The car shown in a 1996 Bentley Turbo but the job essentially the same in any Crewe Rolls Royce or Bentley car from 1990 to 1998
We start by unlocking the doors, rolling down the windows, and disconnecting the battery. We open doors and windows to protect us from being locked out if the controller does anything funny. Disconnecting the battery is important because the vehicle should be powered off for removal and refit. Switching off the battery switch does not switch off the alarm in many later cars.
Now it's time for removing the dash top. That exposes the metal understructure, the wiring, and the modules. To remove the top, you first remove the wood fascia. The lower dash panels also come off. With those out of the way, you can access the screws holding the top cover in place.
The wiring is all neatly bundled together, and there's a lot of it! There are many different modules under the dash in these cars. Luckily, the folks at Crewe labeled each one with real human-readable tags and not just part numbers.
The alarm or security controller (labels vary) is usually located in the middle of the dash, above the radio.
The next view shows the area where it may be found > > >
Here is a security controller removed:
Unplug the controller from the car and take it out. When the brackets are removed you can take the case apart and remove the circuit boards. They unfold to reveal something like this. The batteries are in the center and lower right in this image. One is white; the other is blue.

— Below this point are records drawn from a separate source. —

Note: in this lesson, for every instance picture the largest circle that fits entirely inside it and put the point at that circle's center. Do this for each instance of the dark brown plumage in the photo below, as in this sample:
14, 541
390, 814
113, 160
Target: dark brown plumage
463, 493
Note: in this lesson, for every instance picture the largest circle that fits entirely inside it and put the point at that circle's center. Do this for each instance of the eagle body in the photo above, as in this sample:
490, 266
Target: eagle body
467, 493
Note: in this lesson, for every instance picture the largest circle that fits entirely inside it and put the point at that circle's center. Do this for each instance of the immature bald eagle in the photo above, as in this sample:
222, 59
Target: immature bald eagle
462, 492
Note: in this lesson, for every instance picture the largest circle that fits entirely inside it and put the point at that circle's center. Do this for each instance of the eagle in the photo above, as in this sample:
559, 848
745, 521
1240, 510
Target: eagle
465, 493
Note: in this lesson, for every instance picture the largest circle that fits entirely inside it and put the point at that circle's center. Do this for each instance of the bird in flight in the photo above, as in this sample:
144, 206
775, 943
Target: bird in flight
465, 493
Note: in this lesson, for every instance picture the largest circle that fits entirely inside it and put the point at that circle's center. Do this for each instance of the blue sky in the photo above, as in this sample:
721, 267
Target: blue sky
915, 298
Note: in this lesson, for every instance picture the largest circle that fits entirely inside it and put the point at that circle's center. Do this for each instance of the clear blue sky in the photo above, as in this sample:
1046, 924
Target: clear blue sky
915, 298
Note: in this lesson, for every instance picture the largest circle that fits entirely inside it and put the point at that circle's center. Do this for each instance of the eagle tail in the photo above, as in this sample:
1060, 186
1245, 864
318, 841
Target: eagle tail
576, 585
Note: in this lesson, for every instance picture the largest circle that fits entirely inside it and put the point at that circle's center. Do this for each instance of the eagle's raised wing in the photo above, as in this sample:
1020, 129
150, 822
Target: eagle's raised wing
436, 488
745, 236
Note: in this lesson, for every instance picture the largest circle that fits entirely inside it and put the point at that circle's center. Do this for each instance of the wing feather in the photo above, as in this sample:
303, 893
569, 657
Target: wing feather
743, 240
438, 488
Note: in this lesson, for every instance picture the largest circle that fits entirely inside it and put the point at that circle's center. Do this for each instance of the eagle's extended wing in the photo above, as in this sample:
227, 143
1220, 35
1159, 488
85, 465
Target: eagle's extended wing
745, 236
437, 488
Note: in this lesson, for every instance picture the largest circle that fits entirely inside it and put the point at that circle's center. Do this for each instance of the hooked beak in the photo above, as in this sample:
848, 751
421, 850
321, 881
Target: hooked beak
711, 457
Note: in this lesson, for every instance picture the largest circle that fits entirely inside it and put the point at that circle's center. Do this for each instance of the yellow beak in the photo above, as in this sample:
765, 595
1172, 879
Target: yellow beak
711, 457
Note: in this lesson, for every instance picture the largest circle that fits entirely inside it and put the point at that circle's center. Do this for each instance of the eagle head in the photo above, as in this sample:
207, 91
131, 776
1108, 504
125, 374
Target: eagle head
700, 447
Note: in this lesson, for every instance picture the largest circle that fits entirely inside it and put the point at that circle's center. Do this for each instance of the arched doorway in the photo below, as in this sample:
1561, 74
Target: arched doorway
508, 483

In this closeup you can see the corrosion, but in the earlier photo you can also see that the corrosion is not so bad that the whole circuit board is eaten up. That's why it's so important to change these now, before they fail. If you get a failure there is a good chance your circuits are too eaten up to be fixed by a simple battery change.

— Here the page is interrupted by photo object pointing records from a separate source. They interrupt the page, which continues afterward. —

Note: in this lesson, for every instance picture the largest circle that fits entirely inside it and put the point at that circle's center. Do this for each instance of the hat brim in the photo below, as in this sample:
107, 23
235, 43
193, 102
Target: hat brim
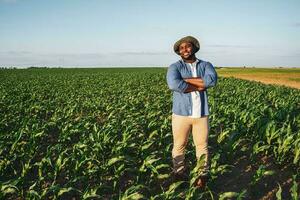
189, 39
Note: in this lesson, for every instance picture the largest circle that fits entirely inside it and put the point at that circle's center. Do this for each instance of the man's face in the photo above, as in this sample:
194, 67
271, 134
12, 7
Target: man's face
186, 50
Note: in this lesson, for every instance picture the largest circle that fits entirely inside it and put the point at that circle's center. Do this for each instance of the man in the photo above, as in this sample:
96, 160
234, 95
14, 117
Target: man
189, 78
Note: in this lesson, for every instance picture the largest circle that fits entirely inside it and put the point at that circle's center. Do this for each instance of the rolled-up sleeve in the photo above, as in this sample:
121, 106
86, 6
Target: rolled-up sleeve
174, 80
210, 76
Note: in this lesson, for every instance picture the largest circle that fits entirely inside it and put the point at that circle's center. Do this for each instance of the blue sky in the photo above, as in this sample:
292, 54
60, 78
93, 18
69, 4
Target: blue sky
78, 33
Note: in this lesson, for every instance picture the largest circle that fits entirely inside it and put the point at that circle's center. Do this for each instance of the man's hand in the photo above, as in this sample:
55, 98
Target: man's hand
195, 84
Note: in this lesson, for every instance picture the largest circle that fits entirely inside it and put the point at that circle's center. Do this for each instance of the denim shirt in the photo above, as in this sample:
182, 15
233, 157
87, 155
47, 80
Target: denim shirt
182, 102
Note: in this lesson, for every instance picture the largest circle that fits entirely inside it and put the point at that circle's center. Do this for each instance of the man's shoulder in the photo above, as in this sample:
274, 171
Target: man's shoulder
176, 64
205, 63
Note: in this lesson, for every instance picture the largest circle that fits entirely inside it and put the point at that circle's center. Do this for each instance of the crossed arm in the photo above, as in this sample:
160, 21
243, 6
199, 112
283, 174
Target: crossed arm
194, 84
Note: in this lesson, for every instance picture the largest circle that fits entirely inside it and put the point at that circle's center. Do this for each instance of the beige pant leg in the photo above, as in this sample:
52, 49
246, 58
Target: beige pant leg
181, 126
200, 137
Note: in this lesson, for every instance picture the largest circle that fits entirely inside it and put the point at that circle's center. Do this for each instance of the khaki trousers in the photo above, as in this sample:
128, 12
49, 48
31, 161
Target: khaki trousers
181, 127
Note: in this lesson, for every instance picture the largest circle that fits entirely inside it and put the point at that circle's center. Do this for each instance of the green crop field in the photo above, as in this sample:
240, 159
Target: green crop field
106, 134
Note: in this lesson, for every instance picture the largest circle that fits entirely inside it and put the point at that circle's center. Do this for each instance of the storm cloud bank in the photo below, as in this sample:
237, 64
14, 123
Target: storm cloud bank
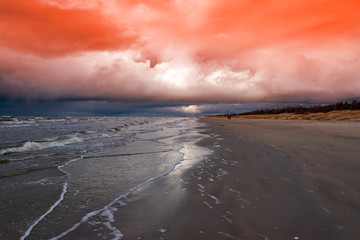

A look at the battery give us the information we need to find a replacement. I don't know where to find identical replacements; indeed I doubt they exist today. But that's okay; we can get functional equivalents. Reading the label, we see that this battery is 6 volts, 280 milliamp hours, and it's a nickel cadmium (ni-cd) type.
In the USA we head for Radio Shack, where they sell a wide variety of replacement batteries for cordless phones and other devices. We find a battery that has the same voltage, similar amp-hour rating, and the same technology. Note that you need an exact match for technology and volts, but amp-hour rating is flexible.
If you fit a lithium ion battery in place of a nickel cadmium unit, the charge rate will be wrong, and it will soon burn up. If you install a battery of the wrong voltage, the system won't work, and may be damaged. We remove the old batteries and solder the new ones in place. We tape them or glue them down, because they have a different shape from the originals.
The result should look something like this:
Now we're ready for the final step. We put the electronics back in the case, and plug the whole thing into the car. We hook up the battery, and give it a try. This one worked.
If you have a working module in your car now, and you change the batteries as a preventative step, you are virtually assured of success (provided you do it right.)
Battery replacement and circuit board cleanup as a repair procedure is a lot more chancy. I don't know the success rate but I do know it's chancy enough that we don't do these repairs unless we have the car here, so we can test our work and perhaps even go in for further repairs if we do not get success the first time.
Luckily, this controller worked right off, and we put the car back together.
This Bentley should be all set for another ten years or so.